Received: 04/07/2013
Accepted : 07/11/2013
In Press: 14/01/2014
Published: 30/09/2014

Abstract

OBJECTIVES:
Previous genome-wide association studies have demonstrated an association between the IL-10 region and Behçet`s disease (BD) in Turkish and Japanese populations. Our aim was to fully examine the relationship between IL-10 and BD, the associations between BD and single nucleotide polymorphisms (SNPs) in IL-10-mediated signalling pathways (JAK1, TYK2, and STAT3) were examined in Korean patients with BD.
METHODS:
DNA samples were obtained from 223 patients who met the international study group criteria for BD and from 222 age- and sex-matched healthy controls.

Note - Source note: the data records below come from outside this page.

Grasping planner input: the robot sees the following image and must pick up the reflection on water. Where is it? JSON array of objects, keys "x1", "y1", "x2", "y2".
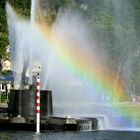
[{"x1": 0, "y1": 131, "x2": 140, "y2": 140}]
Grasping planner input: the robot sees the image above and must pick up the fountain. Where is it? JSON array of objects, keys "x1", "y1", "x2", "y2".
[{"x1": 7, "y1": 0, "x2": 140, "y2": 129}]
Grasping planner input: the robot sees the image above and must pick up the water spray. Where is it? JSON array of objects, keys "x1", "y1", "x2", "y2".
[{"x1": 36, "y1": 66, "x2": 40, "y2": 133}]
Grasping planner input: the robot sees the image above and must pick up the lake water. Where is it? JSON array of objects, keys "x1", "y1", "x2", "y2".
[{"x1": 0, "y1": 131, "x2": 140, "y2": 140}]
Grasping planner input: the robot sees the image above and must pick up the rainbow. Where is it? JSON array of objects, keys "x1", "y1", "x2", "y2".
[{"x1": 37, "y1": 25, "x2": 140, "y2": 127}]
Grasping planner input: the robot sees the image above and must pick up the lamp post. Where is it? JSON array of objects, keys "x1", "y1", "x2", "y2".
[{"x1": 36, "y1": 66, "x2": 41, "y2": 133}]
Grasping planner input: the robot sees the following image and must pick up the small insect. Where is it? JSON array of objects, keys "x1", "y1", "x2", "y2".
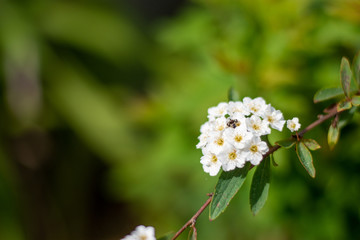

Twenty-four tag SNPs in JAK1, STAT3, and TYK2 were selected for genotyping based on the Japanese panel of international HapMap data with a minor allele frequency >5% and r2 >0.8.
RESULTS:
The allele-based analysis showed that the T allele of rs310245 in JAK1 was associated with BD (odds ratio [95% confidence interval] = 1.34 [1.03-1.76], p=0.031), which lost statistical significance after permutation-based correction for multiple testing. In the genotype-based analysis, the JAK1 rs310245 TT homozygote (1.79 [1.14-2.82], p=0.012) and the STAT3 rs2293152 GG homozygote (2.01 [1.16-3.47], p=0.011) showed associations with BD. However, these associations did not achieve significance after correction for multiple testing. We did not observe any genetic interaction between the JAK1 rs310245 TT homozygote and the STAT3 rs2293152 GG homozygote. In the haplotype analysis, GT haplotype at rs17127024 and rs310245 (1.34 [1.03-1.74], p=0.032), and the AA haplotype at rs2256298 and rs3818753 (1.41 [1.03-1.92], p=0.034) in JAK1 were associated with BD, but lost statistical significance after correction for multiple testing.
CONCLUSIONS:
There was no significant association between BD and SNPs in IL-10-mediated intracellular signalling in Korean patients.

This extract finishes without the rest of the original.